Le cinéma de Richard Linklater est à la fois d’une grande complexité dans ses thématiques mais brillant de simplicité et de légèreté dans la manière de les aborder. Ses films sont marqués, entre autres, par un beau constat existentiel. Prenons la trilogie Before comme illustration. Dans un flot de milliards d’humains, la vie de deux individus semble insignifiante. Mais à leur échelle, l’existence est presque une conceptualisation de l’infini : une simple rencontre, l’espace d’un instant infime, l’arbre des possibles explose en une multitude de nouvelles voies. Aussi minuscule qu’est l’être humain, sa vie est-elle si anodine, banale ? Le plus simplement du monde, Richard Linklater esquisse une réponse en peignant avec poésie et bienveillance ses personnages. Dans Boyhood, la mère de Mason incite un jour un ouvrier, personnage très secondaire, à reprendre ses études. Plus tard dans le film, il vient chaleureusement la remercier alors qu’elle mange avec ses enfants dans le restaurant qu’il dirige à présent. Linklater montre à quel point une simple existence, de surcroît difficile comme le film la raconte, peut en un instant avoir comme répercussions. Il s’agit d’un message magnifiquement universel.

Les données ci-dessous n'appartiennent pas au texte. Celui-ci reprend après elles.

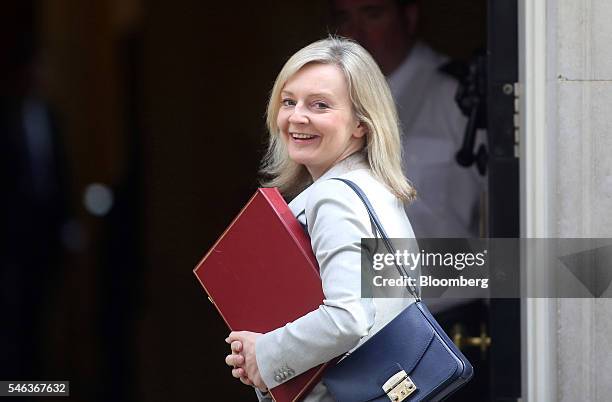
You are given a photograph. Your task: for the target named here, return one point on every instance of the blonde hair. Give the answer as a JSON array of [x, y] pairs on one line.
[[373, 106]]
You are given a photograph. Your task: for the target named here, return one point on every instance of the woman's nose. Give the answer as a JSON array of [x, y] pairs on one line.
[[298, 116]]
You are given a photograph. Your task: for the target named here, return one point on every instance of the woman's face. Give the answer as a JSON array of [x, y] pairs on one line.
[[316, 118]]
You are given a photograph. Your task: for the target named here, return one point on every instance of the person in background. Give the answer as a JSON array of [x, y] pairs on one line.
[[432, 124]]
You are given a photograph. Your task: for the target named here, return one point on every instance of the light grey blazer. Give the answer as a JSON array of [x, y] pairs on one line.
[[336, 220]]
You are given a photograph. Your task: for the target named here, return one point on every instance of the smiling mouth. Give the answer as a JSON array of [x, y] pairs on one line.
[[302, 136]]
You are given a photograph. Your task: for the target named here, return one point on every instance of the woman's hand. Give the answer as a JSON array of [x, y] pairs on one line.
[[236, 360], [243, 358]]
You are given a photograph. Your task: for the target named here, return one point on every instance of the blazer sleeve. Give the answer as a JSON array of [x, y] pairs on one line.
[[337, 220]]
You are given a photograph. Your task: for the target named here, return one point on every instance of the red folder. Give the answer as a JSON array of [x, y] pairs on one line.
[[262, 274]]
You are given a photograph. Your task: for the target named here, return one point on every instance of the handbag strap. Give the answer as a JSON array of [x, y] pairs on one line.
[[378, 225]]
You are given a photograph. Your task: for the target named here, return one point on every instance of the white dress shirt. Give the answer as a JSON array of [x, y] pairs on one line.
[[432, 133]]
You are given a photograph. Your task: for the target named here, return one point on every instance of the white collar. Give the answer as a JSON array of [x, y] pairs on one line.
[[421, 56], [355, 161]]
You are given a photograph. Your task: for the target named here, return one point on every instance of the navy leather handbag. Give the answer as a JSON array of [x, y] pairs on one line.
[[410, 359]]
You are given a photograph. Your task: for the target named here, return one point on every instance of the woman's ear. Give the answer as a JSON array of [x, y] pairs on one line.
[[361, 130]]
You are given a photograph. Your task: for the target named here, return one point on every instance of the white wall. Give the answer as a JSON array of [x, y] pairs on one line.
[[567, 186]]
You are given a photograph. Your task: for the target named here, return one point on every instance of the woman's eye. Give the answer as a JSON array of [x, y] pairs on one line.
[[288, 102]]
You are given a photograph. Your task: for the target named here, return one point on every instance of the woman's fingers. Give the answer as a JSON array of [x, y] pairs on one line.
[[246, 381], [234, 360], [236, 346]]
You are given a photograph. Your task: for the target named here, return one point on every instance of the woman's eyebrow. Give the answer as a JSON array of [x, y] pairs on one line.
[[311, 95]]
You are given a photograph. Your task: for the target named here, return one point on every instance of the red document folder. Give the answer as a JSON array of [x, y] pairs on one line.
[[262, 274]]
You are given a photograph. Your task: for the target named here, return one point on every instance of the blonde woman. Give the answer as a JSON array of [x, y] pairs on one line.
[[330, 115]]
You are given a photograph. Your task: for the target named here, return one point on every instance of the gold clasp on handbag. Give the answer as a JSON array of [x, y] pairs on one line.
[[399, 386]]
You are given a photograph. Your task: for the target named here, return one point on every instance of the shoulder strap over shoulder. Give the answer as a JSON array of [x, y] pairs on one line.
[[402, 271]]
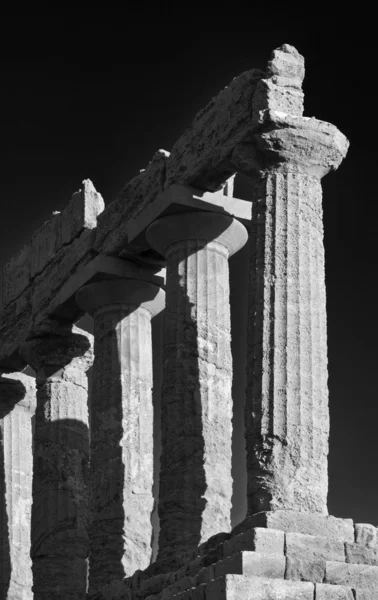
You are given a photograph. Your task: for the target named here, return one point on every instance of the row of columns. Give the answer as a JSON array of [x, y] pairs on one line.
[[286, 398]]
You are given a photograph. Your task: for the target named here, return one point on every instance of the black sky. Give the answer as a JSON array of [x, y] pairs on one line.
[[95, 99]]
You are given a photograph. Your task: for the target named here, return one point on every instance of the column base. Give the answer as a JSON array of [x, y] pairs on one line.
[[267, 563]]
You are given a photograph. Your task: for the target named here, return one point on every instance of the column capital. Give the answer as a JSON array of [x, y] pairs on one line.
[[70, 347], [203, 226], [127, 292], [286, 143]]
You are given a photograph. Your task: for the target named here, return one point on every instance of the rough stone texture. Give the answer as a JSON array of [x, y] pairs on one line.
[[17, 406], [300, 569], [59, 535], [195, 472], [312, 547], [36, 275], [258, 539], [356, 576], [62, 228], [282, 89], [111, 234], [201, 156], [334, 592], [121, 427], [252, 563], [286, 411], [365, 548], [300, 522], [234, 587], [365, 594]]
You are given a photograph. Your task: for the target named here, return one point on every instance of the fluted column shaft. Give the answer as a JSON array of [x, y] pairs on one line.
[[121, 427], [287, 419], [60, 465], [196, 415], [17, 406]]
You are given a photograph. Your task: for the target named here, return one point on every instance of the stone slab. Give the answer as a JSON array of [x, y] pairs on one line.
[[139, 192], [237, 587], [300, 569], [300, 522], [177, 198], [200, 157], [361, 554], [325, 591], [357, 576], [366, 535], [108, 267], [252, 563], [366, 594], [60, 230], [197, 593], [267, 541], [309, 547]]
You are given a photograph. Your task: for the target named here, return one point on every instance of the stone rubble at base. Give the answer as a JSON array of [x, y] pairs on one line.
[[165, 242]]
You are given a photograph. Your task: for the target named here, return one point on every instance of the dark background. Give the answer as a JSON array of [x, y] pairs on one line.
[[96, 97]]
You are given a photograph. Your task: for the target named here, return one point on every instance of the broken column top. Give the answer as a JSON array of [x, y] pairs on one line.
[[257, 111]]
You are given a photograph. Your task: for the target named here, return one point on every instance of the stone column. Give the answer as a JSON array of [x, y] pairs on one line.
[[286, 415], [60, 464], [17, 406], [196, 413], [121, 426]]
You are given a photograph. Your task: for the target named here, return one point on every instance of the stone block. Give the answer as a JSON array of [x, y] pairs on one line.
[[258, 539], [252, 563], [300, 522], [154, 585], [47, 285], [112, 230], [300, 569], [81, 212], [46, 242], [311, 547], [366, 594], [325, 591], [361, 554], [237, 587], [197, 593], [366, 535], [181, 585], [200, 157], [206, 574], [356, 576], [16, 275]]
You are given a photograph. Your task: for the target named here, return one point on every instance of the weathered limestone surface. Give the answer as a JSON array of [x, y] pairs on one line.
[[300, 522], [195, 476], [335, 592], [59, 533], [121, 426], [364, 577], [136, 195], [62, 228], [201, 156], [33, 279], [234, 587], [286, 411], [17, 406], [365, 548]]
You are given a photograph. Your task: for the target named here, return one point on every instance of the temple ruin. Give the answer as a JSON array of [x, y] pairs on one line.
[[76, 473]]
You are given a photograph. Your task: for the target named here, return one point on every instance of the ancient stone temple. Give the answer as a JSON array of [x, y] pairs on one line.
[[76, 472]]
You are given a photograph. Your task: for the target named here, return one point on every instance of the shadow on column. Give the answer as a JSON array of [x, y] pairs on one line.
[[182, 473], [60, 517], [11, 392], [157, 344]]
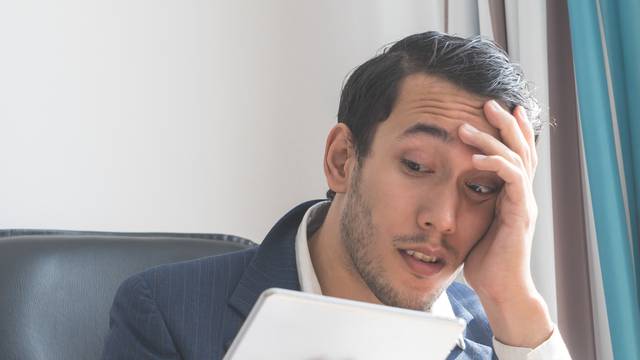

Boyhood, la trilogie Before et d’autres films comme Dazed and Confused s’appuient sur une grande simplicité, sur la force du regard de Linkater pour exposer leur propos. Il en résulte des oeuvres presque naturalistes ancrées dans leur génération par ce qu’elles montrent mais, néanmoins, d’une grandiose intemporalité dans ce qu’elles disent.